Question:

I am the shift manager at a local restaurant. During the course of my shift, I spend some of the time helping customers and some of the time supervising the five other employees that work the shift. Because I am the manager, I don’t receive overtime. I am paid $30,000 a year and I suspect that some of the people that report to me make more than that when you take into account overtime. I have asked the owner if I could be converted to an hourly employee so that I could receive overtime, and he indicated that as a manager, I am not entitled to overtime. This does not seem right.

Answer:

Your letter raises a couple of issues regarding the treatment of employees that may be considered exempt from overtime, and whether your position is in fact exempt. Initially, assuming that you are properly categorized as exempt, there is no prohibition against an employer voluntarily paying an exempt employee on an hourly basis. However, if an employer chooses to pay an otherwise exempt employee on an hourly basis, the employer must also treat the employee as non-exempt with respect to other issues such as overtime, split shifts, minimum wage, and entitlement to meal and rest periods.

The other issue raised by your letter is whether you are in fact properly categorized as an exempt employee. Under both federal and state law, individuals who work in executive, administrative, or professional positions are exempt from most wage and hour regulations. To fall within the executive, administrative, or professional exemptions, an employee must perform certain defined duties, must customarily and regularly exercise discretion and independent judgment in performing those duties, and his/her monthly salary must meet a set minimum. Additionally, in California, employees who perform work in several listed professions, and whose annual salary meets a set minimum, fall within the professional exemption.

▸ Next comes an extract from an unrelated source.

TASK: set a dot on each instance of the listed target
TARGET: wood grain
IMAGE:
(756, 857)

As a “manager” you may qualify under the executive exemption. To meet the duties requirement of the executive exemption, an employee must:

  • (1) Be primarily engaged in the management of an enterprise; and
  • (2) “Customarily and regularly” direct the work of at least two other full-time employees or the equivalent; and
  • (3) Have the authority to hire or fire employees or have the ability to command serious attention regarding these matters; and
  • (4) “Customarily and regularly” exercise discretion and independent judgment in performance of their duties; and
  • (5) Spend less than fifty percent (50%) of their work time engaged in nonmanagerial work. “Nonmanagerial work” includes performing the same work as subordinates or performing production or service work that is not part of a supervisory function.

Employees like yourself, who are “working managers,” are often misclassified as exempt employees. “Working managers” will not be considered exempt if they spend more than fifty percent (50%) of their time engaged in non-exempt duties, such as helping customers. Because it is unclear from your question whether you help customers 50% or more of your time, it is unclear whether you meet the duties requirement of the executive exemption.

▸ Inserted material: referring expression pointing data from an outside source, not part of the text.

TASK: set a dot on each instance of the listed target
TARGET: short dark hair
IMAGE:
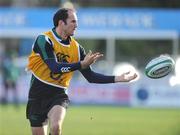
(61, 14)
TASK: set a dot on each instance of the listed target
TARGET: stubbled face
(71, 24)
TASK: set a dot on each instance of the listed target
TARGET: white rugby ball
(159, 67)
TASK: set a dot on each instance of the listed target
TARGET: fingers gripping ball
(159, 67)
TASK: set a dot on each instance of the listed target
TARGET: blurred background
(129, 33)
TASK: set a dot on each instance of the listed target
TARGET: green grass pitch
(99, 120)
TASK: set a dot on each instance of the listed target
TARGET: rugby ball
(159, 67)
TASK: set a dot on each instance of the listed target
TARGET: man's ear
(60, 22)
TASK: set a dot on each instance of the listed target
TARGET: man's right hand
(90, 58)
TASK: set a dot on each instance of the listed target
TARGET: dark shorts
(37, 109)
(42, 97)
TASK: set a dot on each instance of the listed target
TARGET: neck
(61, 33)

You indicate that you are paid an annual salary of $30,000. Under California law, the minimum salary for an exempt employee is an amount equal to at least two (2) times the state minimum wage for full-time (40-hour) employment. Effective January 1, 2007, the annual remuneration requirement for white collar exempt employees increased, and is now approximately $31,200 per year based on the minimum wage of $7.50 per hour. Because the remuneration standard is tied to the minimum wage rate, it will increase any time the minimum wage increases. For example, the California minimum wage will increase on January 1, 2008 to $8.00 per hour and, as a result, the required minimum remuneration requirement as of that date will be $33,280. Because you are currently only paid $30,000, which is $1,200 less than the current remuneration requirement, you are not appropriately categorized as exempt, and should therefore be paid by the hour and provided with overtime.